Planning is dead. Long live brand planning.

The discipline must fundamentally change to continue to be essential, says Hill Holliday's chief strategy officer.

Heralded as the best thing to happen to the U.S. advertising industry just over 20 years ago, what do now we call this thing we used to call account planning? Strategic planning? Brand strategy? Creative strategy? And how can it stay relevant in our ever-changing industry? 

While the question of the department name has been asked at each agency I’ve been at over the last two decades, the answer has always differed slightly, depending on the agency’s areas of focus and expertise.

Titles may differ, but what always remains true is that the discipline must fundamentally change to continue to be essential for the success of any agency business. Planning has never been more critical, as our industry continues to become more and more fragmented, aggressive and competitive, as media essentially becomes the newest definition of "creative." If you were at Cannes this year, you know exactly what I am talking about. 

Years ago, we used to do a bit of research, write a brief, brief creative and hopefully inspire them, wait for creative, and when the idea was approved we exited that assignment and started the process over again on something new. Back then, planning played a much more ethereal role. But today, the single most common reason I have ever had to remove any planner from a client’s business or worse, from the agency itself, is because of their failure to "land the plane." Today, planners not only need to land the plane, but also need to ensure that it successfully gets to its gate and flawlessly offloads its passengers. 

It is critical that planners live at the intersection of brand development, media planning, consumer research, analytics, digital strategy and experience design, working closely with the specialists in each of these areas. Modern brand planners cannot simply be ‘T- shaped.’ They must be star-shaped people with a diverse range of expertise and knowledge, that can connect the dots between specialist disciplines, to avoid fragmentation, duplication and most importantly, to help the whole team create a complete picture of consumers’ mindset, attitudes and behaviors. To that end, the role is beyond critical at any modern agency.

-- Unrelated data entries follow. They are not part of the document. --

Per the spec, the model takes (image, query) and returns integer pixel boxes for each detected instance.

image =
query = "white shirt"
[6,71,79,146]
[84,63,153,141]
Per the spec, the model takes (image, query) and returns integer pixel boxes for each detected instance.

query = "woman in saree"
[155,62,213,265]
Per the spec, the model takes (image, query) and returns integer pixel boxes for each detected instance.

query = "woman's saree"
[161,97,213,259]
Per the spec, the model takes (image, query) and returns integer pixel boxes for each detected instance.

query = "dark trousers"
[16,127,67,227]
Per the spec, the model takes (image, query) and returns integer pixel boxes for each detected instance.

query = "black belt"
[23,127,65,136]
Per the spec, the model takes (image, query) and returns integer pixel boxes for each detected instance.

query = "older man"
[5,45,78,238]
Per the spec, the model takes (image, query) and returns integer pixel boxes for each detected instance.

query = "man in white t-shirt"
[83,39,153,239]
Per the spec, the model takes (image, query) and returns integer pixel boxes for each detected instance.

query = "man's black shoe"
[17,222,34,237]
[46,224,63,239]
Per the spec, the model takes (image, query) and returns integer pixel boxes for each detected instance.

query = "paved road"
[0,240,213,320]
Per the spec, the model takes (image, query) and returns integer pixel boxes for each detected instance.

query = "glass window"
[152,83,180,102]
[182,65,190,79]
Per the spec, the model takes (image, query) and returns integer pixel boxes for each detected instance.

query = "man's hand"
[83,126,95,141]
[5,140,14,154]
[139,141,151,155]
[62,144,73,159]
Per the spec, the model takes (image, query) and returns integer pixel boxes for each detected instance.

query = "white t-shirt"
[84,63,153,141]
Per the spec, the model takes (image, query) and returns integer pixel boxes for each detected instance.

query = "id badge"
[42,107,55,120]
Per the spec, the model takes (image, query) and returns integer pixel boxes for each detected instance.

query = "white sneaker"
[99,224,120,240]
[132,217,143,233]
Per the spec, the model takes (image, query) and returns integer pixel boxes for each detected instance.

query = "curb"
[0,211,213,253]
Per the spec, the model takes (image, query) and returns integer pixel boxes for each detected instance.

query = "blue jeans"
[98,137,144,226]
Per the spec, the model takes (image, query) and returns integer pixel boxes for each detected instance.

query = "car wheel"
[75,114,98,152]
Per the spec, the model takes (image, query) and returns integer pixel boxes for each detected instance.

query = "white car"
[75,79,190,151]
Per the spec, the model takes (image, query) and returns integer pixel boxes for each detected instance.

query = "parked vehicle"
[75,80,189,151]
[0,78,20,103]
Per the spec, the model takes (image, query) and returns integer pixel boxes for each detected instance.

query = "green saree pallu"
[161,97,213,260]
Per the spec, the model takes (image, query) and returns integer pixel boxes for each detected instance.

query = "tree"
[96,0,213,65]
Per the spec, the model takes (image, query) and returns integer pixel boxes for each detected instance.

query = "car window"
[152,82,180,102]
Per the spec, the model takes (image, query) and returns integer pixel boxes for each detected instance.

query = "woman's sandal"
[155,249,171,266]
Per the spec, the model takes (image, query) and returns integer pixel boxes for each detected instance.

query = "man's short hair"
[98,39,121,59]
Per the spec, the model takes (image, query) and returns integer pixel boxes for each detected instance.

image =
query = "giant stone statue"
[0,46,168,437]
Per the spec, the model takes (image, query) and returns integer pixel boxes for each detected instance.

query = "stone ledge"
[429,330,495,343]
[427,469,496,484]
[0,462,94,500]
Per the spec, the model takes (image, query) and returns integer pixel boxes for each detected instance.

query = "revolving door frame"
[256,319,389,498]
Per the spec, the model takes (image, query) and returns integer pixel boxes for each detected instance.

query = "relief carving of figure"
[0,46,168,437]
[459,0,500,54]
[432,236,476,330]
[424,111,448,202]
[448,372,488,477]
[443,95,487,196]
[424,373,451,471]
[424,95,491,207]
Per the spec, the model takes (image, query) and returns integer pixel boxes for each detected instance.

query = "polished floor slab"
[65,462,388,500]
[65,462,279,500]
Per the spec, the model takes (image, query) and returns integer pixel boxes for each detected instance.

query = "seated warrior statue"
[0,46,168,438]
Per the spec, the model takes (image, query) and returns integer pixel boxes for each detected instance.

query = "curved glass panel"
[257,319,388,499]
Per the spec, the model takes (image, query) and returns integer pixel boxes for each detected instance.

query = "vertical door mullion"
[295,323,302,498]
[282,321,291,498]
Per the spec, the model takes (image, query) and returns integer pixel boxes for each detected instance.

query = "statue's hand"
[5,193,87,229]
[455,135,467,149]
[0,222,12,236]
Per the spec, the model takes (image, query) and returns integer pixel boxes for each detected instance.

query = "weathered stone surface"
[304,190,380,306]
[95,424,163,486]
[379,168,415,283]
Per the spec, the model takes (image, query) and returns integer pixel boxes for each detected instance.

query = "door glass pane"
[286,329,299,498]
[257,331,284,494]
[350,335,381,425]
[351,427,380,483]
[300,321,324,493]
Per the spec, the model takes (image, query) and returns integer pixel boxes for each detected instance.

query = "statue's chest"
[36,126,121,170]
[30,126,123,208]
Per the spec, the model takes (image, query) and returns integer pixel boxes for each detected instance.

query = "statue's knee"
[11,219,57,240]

As the very definition of "brand" has changed to including the need to create consistent, diverse brand experiences across a wide spectrum of points of engagement, brand planners are also at the center of all our customer journey mapping. As a result, they gain a unique and deep understanding of business issues and opportunities to engage consumers, as well as points where consumers can be intercepted with relevant and timely messaging.

In addition, while still a critical component of the planning role, we planners have moved far beyond simply providing inspiration and information for creatives. The complex nature of our business means that while we often successfully partner with brand consulting firms, good agency brand planners equipped with these diverse skills are as capable of leading brand development as any great brand consultant. 

How is a good creative agency planner different from a consulting firm? From a brand perspective, it’s smaller scale. The foundational elements of research and brand development are similar, but there is one big difference. An agency planner who has a history and relationship with the brand can help clients develop useable and inspiring brand assets such as brand architecture, purpose, vision and positioning, in the context of the whole brand experience, including creative execution, digital strategy, customer experience and channel planning. And it’s much more efficient when all those folks are in the same building, led by creative ideas that are designed to win the daily share battle. Talk to any big brand managers and you’ll see the need for smart, creative planners is there. 

In summary, if your planning department is "failing to land the plane" then it’s important to teach more diverse skills, as our relationship with the consumer becomes more complex and fragile. It’s important to hire outside of the traditional discipline too. Star-shaped people are born from training and exposure to those with diverse experience in media planning, digital strategy and customer experience, among others. This exposure and experience future proofs them in an industry that is becoming more challenging by the minute. 

So yes, the world of the planner has changed almost beyond recognition. Is the role still important? Without question. It is easier? Not at all. Is it exciting? Hell, yes!

Lesley Bielby is Chief Strategy Officer and Head of HHBrandAble, Hill Holliday.